Die erste urkundliche Erwähnung einer Kapelle in Rauenthal datiert aus dem Jahr 1314: Berthold von Glimmendahl vermacht einer Kapelle und dem Pfarrer Geld für Anniversalien. Sie dürfte durch Brand zerstört worden sein. Der Mainzer Erzbischof Matthias von Bucheck bestätigt 1327 eine Reihe von Ablässen zum Zweck des Baues einer Kapelle in Rauenthal, weiter belegt wird eine Bautätigkeit durch Erzbischof Heinrich III. von Virneburg, der die Errichtung einer Kapelle “de novo”, die dem hl. Antonius Erem. geweiht ist, bestätigt; gleichzeitig bekräftigt er die Rechte der Mutterkirche St. Peter in Eltville und das Patronatsrecht des Mainzer Peterstiftes. Die Kapelle hatte wohl eine Flachdecke aus Holz. Aus dieser Zeit stammt der Turm der Pfarrkirche. Auch diese Kapelle dürfte vor 1459 durch Brand zerstört worden sein.

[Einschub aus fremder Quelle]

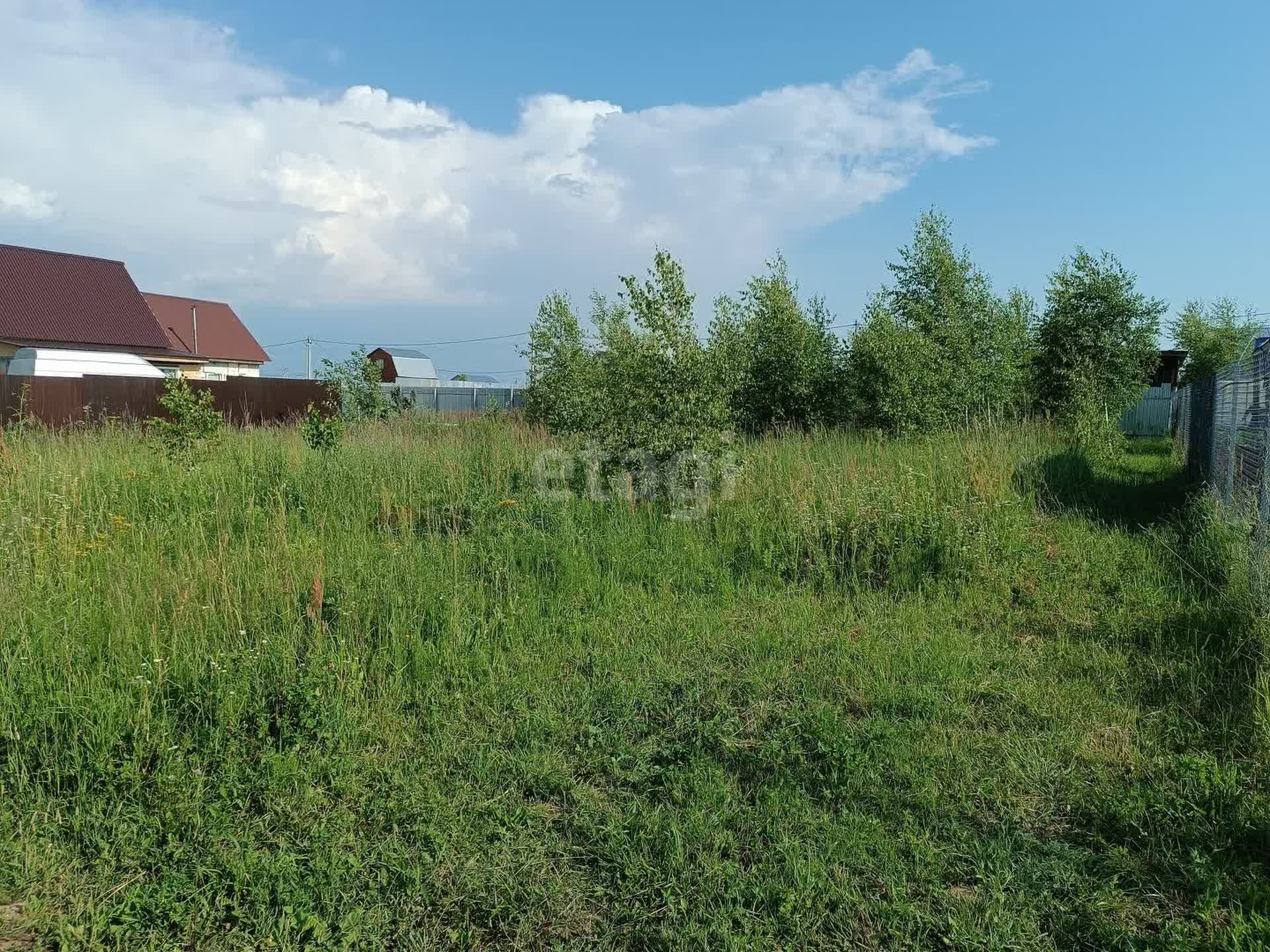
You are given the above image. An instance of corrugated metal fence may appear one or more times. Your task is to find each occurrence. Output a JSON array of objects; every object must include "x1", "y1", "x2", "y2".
[
  {"x1": 1120, "y1": 383, "x2": 1173, "y2": 436},
  {"x1": 1173, "y1": 348, "x2": 1270, "y2": 523},
  {"x1": 0, "y1": 374, "x2": 326, "y2": 426},
  {"x1": 384, "y1": 383, "x2": 525, "y2": 413}
]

Die Gewölberippe finden ihren Abschluss in zwei Schlusssteinen, von West nach Ost: Jahreszahl 1492 und Umschrift mit dem Namen des da­ma­li­gen Pfarrers Wihelmus Wilhelm von Bärstadt, in Klee­blatt­form die Ab­bil­dung des Hl. Antonius mit Glöckchenstab und Schwein, Auf­zugs­öff­nung, mit runder Gewölberippe eingefasst. Südlich des west­li­chen Schluss­steins befindet sich auf einer Gewölberippe ein Wap­pen mit dem Meis­ter­zei­chen eines Steinmetzes, das auch in Kiedrich an der Kanzel zu finden ist. Alle Spitzbogenfenster sind zweiteilig und mit Fischblasenmaßwerk. An der Südwand ist das Spitzbogenportal zu finden, an der Nordwand eine schmale rechteckige Tür mit Sandsteinwangen.

Der Chorabschluss besitzt drei Spitzbogenfenster, in der Mitte dreiteilig, sonst wie im Langhaus. Im Chor selbst fällt der Blick auf den im Jahr 1691 errichteten Hochaltar aus poliertem Nussbaumholz. Der Aufbau ist von Balthasar Seydel und Bildhauer Christian Rosaller, die Bilder von Gregorio Pickard. Es handelt sich hierbei um eine Stiftung von Johann Adam Münch. Das Bild auf dem Antependium der Mensa zeigt zwei Hirsche um eine Wasserquelle vor einem mit Pflanzen Ornamentik bemaltem Hintergrund (nach Psalm 42,2). Der Tabernakelaufbau mit 4 Rundsäulen trägt einen Baldachin, von einem Lamm gekrönt. Doppelte Rundsäulen tragen reich geschnitzte Voluten und flankieren das Altarblatt mit der Darstellung der leiblichen Aufnahme Mariens in den Himmel von Schöppler als Kopie eines Barockgemäldes nach Guido Reni aus dem Jahr 1920. Die Wappenkartusche über dem Bild trägt die Initialen des Stifters Johann Adam Münch sowie die Jahreszahl 1691. Rechts und links des Aufbaus befinden sich aus Holz geschnitzte Figuren der beiden Kirchenpatronen: Antonius Erem. mit Glockenstab, Buch und Schwein sowie Johannes d. T. mit Buch und Lamm. Nach oben abgeschlossen wird der Altar mit einem Medaillon, in dem der hl. Franziskus im Augenblick der Stigmatisation gemalt ist, dieses wird mit einem geschweiften Giebel mit Ornamentschnitzerei gekrönt.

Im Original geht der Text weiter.